Because testing was so infrequent, the prevalence of metabolic acidosis appeared very low in the overall CKD population, reflecting limited measurement rather than the actual absence of the disease. However, when the analysis focused on patients who actually had bicarbonate measured, a very different picture emerged. Nearly half of the population met the criteria for metabolic acidosis, and its prevalence increased with more advanced CKD.
The study showed that even among cases with serum bicarbonate levels below 22 mEq/L, the gap between diagnosis and treatment was concerning; the diagnosis and treatment rates were only 8.6% and 7.5%, respectively. Tanaka added, "the rate of serum bicarbonate measurement was low in CKD patients, suggesting that more attention to metabolic acidosis is needed in routine CKD care."
A large real-world analysis across the American and Canadian cohorts led by Abramowitz and Whitlock revealed that metabolic acidosis remains undiagnosed in many CKD cases. Fewer than 20% patients received sodium bicarbonate therapy, and may cases remained unrecognized in administrative records. Furthermore, acid retention accelerates kidney damage through pathways that promote tubulointerstitial injury and fibrosis; dietary acid load further complicates the picture. Together, these findings suggest that the gap observed in Japan reflects a broader global pattern.
Clinical guidelines, including those issued by the Japanese Society of Nephrology, recommend monitoring metabolic complications of CKD and correcting acidosis when present to maintain serum bicarbonate at or above 22 mEq/L. Yet, routine implementation appears inconsistent in standard CKD management workflows, as shown by Tanaka's study. Serum bicarbonate measurement is inexpensive and widely available. The barrier appears to be awareness and routine care.

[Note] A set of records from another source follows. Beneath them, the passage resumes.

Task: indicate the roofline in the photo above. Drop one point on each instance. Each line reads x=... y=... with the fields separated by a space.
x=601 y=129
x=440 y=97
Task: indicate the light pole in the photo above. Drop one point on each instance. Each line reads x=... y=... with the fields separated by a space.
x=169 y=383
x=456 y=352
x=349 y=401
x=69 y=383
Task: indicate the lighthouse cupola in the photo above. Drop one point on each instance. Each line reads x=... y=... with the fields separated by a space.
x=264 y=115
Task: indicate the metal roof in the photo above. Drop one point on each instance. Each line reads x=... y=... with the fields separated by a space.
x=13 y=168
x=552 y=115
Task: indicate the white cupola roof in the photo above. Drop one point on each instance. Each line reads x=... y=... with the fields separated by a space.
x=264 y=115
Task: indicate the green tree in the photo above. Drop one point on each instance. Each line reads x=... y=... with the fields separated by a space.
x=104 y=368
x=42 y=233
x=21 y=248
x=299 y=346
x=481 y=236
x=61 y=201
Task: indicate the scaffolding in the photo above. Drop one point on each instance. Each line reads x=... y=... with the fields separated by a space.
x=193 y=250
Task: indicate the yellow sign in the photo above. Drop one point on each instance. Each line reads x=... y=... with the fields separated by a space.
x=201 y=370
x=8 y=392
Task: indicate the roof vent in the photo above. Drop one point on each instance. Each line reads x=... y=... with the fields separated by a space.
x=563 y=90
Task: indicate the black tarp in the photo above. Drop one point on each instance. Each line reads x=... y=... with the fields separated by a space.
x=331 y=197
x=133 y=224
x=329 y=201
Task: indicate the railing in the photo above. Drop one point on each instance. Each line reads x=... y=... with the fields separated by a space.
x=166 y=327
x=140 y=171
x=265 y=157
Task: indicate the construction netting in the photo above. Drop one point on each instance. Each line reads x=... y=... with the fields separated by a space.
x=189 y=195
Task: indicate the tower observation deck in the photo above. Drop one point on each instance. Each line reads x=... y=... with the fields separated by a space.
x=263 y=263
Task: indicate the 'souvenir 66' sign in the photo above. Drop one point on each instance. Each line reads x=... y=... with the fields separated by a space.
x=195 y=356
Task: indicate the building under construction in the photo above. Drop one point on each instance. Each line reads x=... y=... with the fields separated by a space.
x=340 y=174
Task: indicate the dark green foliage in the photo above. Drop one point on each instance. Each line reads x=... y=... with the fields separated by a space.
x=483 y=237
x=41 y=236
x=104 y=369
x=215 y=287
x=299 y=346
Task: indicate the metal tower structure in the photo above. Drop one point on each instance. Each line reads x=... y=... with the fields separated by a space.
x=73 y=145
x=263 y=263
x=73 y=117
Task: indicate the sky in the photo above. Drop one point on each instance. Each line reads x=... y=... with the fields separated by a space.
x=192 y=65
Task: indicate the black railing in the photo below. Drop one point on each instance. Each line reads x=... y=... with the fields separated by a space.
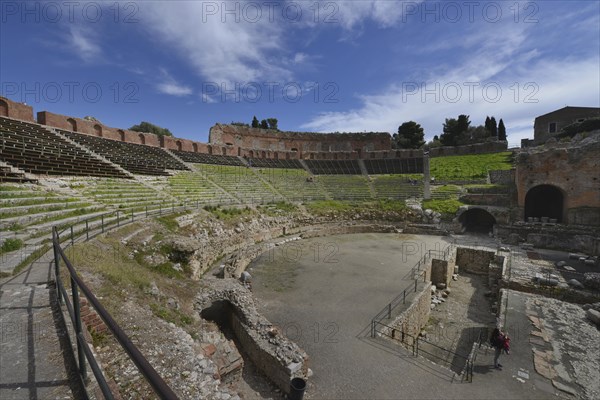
x=416 y=272
x=84 y=354
x=417 y=347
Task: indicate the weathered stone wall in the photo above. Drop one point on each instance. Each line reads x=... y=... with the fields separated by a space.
x=574 y=170
x=563 y=117
x=502 y=177
x=473 y=260
x=273 y=354
x=414 y=318
x=560 y=237
x=12 y=109
x=441 y=271
x=478 y=148
x=267 y=140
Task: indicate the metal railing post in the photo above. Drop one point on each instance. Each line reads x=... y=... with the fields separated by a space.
x=55 y=241
x=78 y=328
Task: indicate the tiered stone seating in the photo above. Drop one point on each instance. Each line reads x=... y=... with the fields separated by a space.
x=334 y=167
x=30 y=210
x=135 y=158
x=268 y=163
x=295 y=184
x=394 y=166
x=194 y=187
x=8 y=175
x=240 y=182
x=201 y=158
x=36 y=150
x=396 y=187
x=123 y=195
x=346 y=187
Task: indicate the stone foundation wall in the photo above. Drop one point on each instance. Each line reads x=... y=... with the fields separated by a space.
x=441 y=272
x=473 y=260
x=411 y=321
x=273 y=354
x=558 y=237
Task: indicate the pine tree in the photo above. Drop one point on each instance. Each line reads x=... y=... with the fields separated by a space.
x=493 y=127
x=501 y=131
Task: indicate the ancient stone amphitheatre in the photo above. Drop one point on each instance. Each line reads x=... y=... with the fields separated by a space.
x=325 y=266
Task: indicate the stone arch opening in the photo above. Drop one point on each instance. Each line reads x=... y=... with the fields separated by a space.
x=477 y=220
x=98 y=130
x=544 y=201
x=3 y=108
x=73 y=124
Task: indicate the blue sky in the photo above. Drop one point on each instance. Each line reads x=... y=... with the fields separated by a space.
x=321 y=66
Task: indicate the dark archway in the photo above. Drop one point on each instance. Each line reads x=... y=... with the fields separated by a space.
x=477 y=220
x=98 y=130
x=544 y=201
x=73 y=124
x=3 y=108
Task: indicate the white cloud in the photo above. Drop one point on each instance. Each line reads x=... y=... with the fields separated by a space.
x=83 y=43
x=527 y=91
x=171 y=87
x=219 y=48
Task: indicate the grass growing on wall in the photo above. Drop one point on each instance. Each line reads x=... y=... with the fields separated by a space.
x=469 y=167
x=447 y=207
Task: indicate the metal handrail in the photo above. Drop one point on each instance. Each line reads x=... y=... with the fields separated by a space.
x=83 y=351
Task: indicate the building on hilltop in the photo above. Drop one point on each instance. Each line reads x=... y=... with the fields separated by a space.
x=550 y=124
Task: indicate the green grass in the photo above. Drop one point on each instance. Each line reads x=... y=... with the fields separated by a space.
x=326 y=206
x=31 y=258
x=11 y=244
x=226 y=214
x=169 y=221
x=447 y=207
x=469 y=167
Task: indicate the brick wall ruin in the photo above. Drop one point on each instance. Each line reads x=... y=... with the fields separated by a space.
x=11 y=109
x=573 y=170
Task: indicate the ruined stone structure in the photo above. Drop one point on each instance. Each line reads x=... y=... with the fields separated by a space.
x=560 y=184
x=254 y=142
x=548 y=125
x=11 y=109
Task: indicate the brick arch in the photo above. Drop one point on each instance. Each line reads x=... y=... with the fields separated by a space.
x=477 y=219
x=545 y=200
x=3 y=108
x=98 y=130
x=73 y=124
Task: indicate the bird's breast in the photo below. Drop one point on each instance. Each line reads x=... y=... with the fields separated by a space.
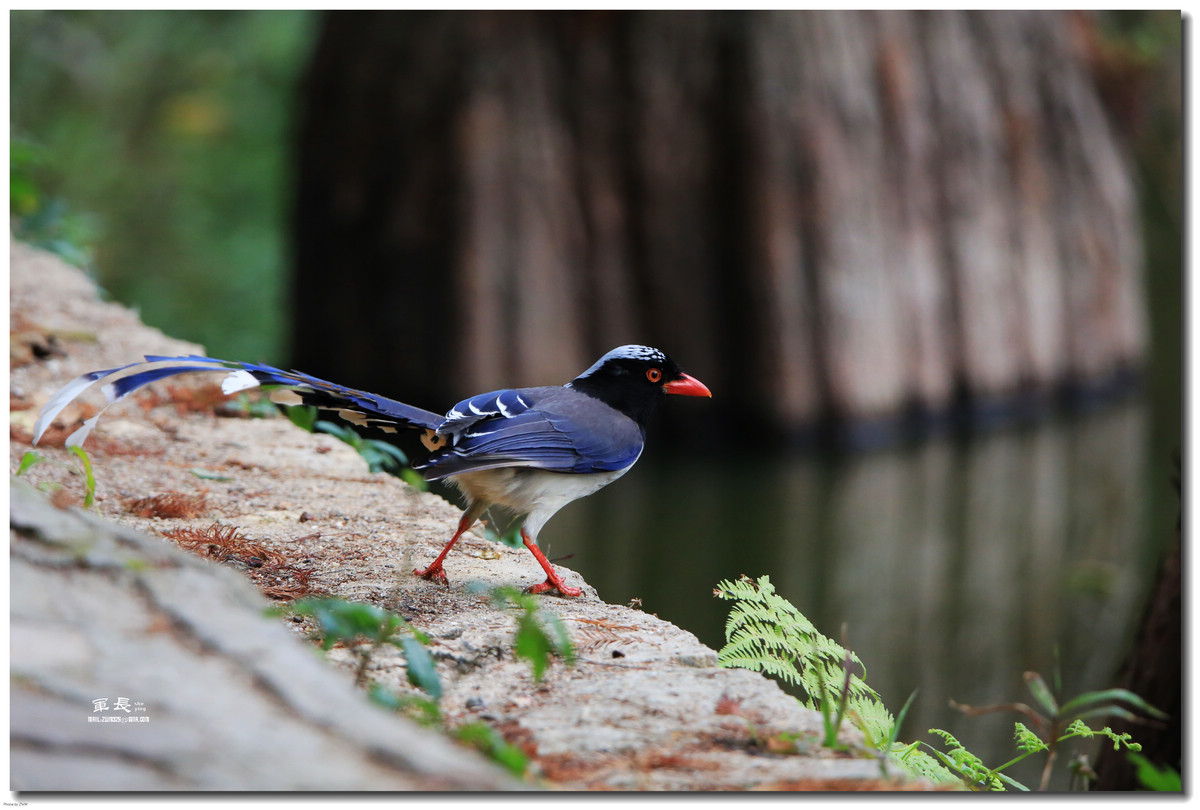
x=528 y=489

Nonetheless, this is a clear opportunity to conduct a systemic assessment of bicarbonate in CKD patients that could substantially improve the detection of metabolic acidosis. Earlier recognition may enable a timely initiation of alkali therapy or dietary interventions, both of which seem promising for slowing kidney function decline.
For clinicians and health systems, the findings highlight an actionable quality improvement target: incorporating bicarbonate testing into standard CKD monitoring panels. As CKD prevalence rises globally, particularly in aging populations, closing this assessment gap by ensuring that metabolic complications are routinely evaluated may represent a practical and scalable strategy to improve outcomes.
The study's message is straightforward but powerful, metabolic acidosis in CKD may be hidden in plain sight, not because it is uncommon, but because it is not consistently measured.